I opened the door. “Sluuuuuuuuuut,” I whispered into the night. The cat’s real name was Mimi, but we called her Slut, since she had been nipping at our heels every time we stepped outside, desperate for our attention, working us hard in order the chance to go inside our house, the house that she grew up in. As I flicked on the porch light, she came into focus, a sphinx on our doormat. “Cat! Come inside and attack our bat, please!” Something flashed red in her eyes, possessed. She had been hitting the catnip.

“Please cat? Kill bat! You can come inside!” I wheedled. The cat was frozen on our doormat. She remained a ball of fur, a sphinx, inscrutable, high as hell. I slammed the door and ran upstairs.

While the cat distracted me, Stu battled the bat, opening one window and retreating to the office, googling “how to make a bat leave the house” and “bat hearing.” The bat spun in circles, noisily disclaiming his research. “I have it,” he said. “It’s the noise. That’s why that fucker came in and followed you. It might leave if we scrape some noise around the open window.”
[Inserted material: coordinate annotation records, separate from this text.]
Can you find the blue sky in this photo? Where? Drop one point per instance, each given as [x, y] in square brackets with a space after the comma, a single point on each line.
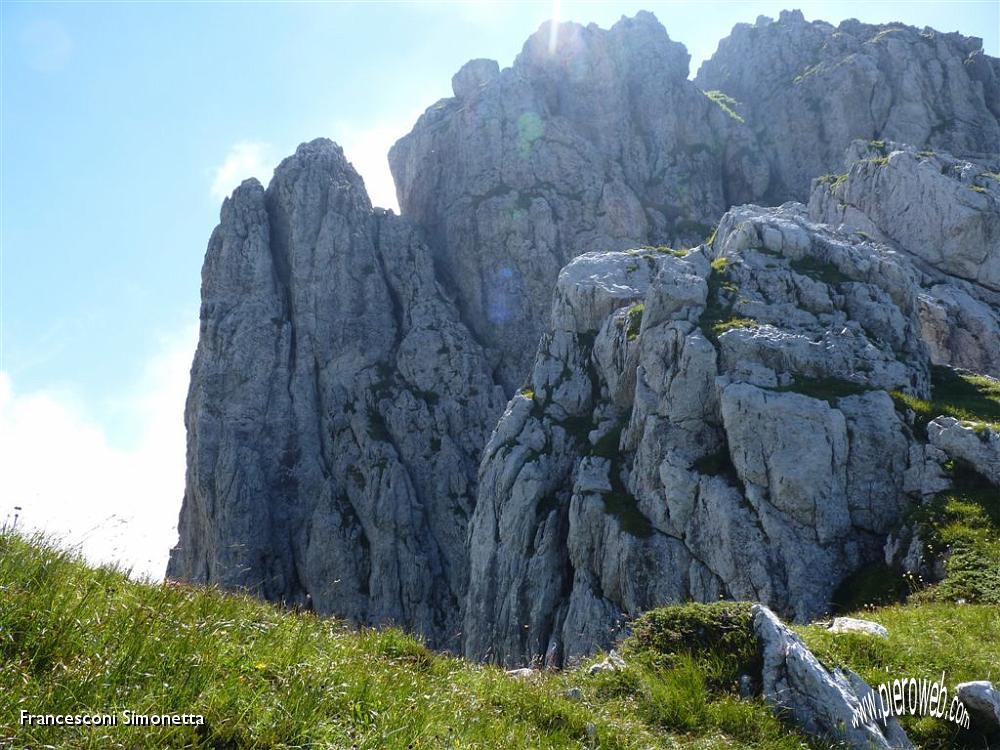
[122, 127]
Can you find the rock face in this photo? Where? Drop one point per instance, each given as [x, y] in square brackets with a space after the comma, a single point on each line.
[945, 214]
[820, 702]
[695, 425]
[713, 425]
[976, 445]
[808, 89]
[593, 140]
[337, 408]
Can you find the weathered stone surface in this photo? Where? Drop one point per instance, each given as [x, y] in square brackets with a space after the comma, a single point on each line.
[336, 410]
[678, 437]
[807, 89]
[820, 702]
[710, 425]
[598, 143]
[976, 445]
[944, 213]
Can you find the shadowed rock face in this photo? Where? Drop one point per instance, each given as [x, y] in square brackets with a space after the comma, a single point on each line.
[808, 89]
[697, 427]
[594, 139]
[337, 408]
[693, 427]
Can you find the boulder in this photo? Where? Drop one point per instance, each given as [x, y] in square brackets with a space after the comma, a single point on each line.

“Do it,” I said. “The cat failed. Let me google.” It was a sucker move on my end, but I had already been amped up by the intruder, blood pumping honest and true through my veins. I couldn’t actually end up face to face with the bat. It was as if I had already been invaded by a supercilious creep, a vampire straight out of a dime-store young adult novel, watching over my sleeping body and seeing a rare bout of insomnia as sheer opportunity; or maybe it was an act of pure love on the bat’s part, protecting a damsel from disaster, the glazed eyes and gaping fish mouth that comes from reading Internet gossip on a sleepless night. I returned to the computer a creature of purpose and focus.
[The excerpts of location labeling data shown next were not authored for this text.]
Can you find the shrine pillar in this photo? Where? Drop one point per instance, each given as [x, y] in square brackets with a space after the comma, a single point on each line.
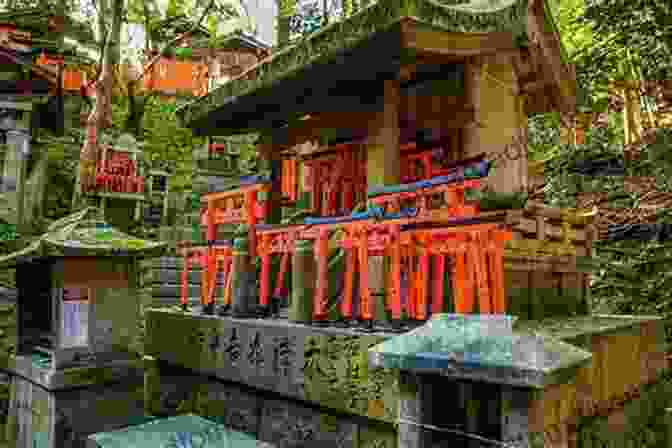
[304, 277]
[272, 163]
[383, 168]
[500, 123]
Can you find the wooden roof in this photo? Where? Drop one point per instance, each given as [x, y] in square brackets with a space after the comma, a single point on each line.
[83, 233]
[340, 66]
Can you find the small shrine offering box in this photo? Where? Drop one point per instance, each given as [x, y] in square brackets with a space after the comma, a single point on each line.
[76, 370]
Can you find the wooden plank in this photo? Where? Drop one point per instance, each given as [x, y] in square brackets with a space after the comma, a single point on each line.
[238, 191]
[426, 39]
[448, 116]
[529, 226]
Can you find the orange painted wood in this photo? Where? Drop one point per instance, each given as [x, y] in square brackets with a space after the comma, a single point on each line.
[349, 283]
[251, 220]
[461, 283]
[423, 282]
[478, 263]
[265, 281]
[366, 306]
[437, 293]
[284, 267]
[205, 285]
[413, 275]
[185, 280]
[395, 273]
[322, 253]
[497, 240]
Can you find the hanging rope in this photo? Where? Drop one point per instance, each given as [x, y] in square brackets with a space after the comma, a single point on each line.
[460, 433]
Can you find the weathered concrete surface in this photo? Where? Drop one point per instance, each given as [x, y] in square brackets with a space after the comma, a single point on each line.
[323, 366]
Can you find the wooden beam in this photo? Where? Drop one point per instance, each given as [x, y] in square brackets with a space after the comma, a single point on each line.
[428, 40]
[423, 111]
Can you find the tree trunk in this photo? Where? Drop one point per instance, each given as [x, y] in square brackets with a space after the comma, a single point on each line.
[100, 116]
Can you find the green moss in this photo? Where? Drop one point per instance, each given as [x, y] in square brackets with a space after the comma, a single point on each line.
[377, 436]
[333, 38]
[337, 376]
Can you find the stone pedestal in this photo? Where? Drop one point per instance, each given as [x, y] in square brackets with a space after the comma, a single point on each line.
[304, 273]
[244, 298]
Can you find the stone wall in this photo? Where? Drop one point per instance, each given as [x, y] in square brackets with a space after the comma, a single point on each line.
[641, 422]
[268, 417]
[8, 340]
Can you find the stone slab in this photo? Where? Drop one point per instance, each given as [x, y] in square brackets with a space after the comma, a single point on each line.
[289, 425]
[54, 419]
[325, 366]
[162, 432]
[480, 348]
[108, 372]
[175, 291]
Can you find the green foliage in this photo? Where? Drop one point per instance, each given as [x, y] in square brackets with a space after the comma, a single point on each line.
[642, 26]
[165, 140]
[630, 277]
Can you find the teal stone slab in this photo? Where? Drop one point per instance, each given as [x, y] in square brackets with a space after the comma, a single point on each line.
[481, 348]
[182, 431]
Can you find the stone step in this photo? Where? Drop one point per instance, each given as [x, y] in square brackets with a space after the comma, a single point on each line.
[167, 291]
[173, 276]
[160, 291]
[167, 263]
[161, 302]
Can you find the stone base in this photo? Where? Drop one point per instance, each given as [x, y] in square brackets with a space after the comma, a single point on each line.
[64, 418]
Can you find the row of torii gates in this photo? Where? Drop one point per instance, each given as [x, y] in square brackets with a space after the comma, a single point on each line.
[469, 246]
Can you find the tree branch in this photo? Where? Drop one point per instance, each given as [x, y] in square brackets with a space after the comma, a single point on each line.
[175, 41]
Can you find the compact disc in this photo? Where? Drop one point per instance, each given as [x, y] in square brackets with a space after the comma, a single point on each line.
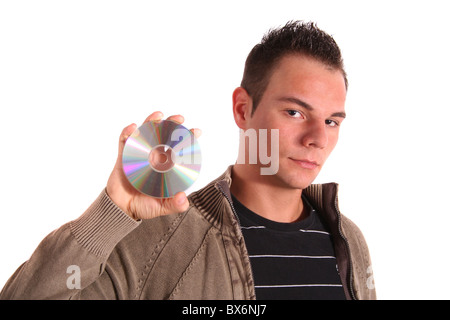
[161, 158]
A yelp from the other room. Stu emerged. “I give up. The bat’s still flying, but we should just wait it out. It’ll leave eventually.”

I looked at him. “I’m not sleeping in our bed with a bat overhead.”

We went downstairs and poured two glasses of whisky. Despite the alcohol, something excitable surged in our veins. We had gone around past wired into some strange new level of exhaustion. I had Marc Bolan hair. Clearly there was no way we’d get to sleep unless we chugged the whisky while watching the greatest cure for insomnia, Nathan Fillion solving crimes in the reliably predictable Castle.

We toasted our efforts and got settled on the futon. By the time Nathan Fillion had gotten to the first murder suspect who was just too perfect of a fit, we were out cold. Was there ever such a romantic night?

In the morning, when sunlight streamed through the windows and onto our faces, we could see the carnage from last night. Brooms everywhere, pots on the ground, clothes thrown into a corner. And on the first floor, the screen of one window stood slightly askew; just enough so that a bat could’ve slipped through, peeling after a bug in a frantic chase for a midnight meal, looking for some elusive sustenance, saving me. Getting nothing but knocks and blows in return.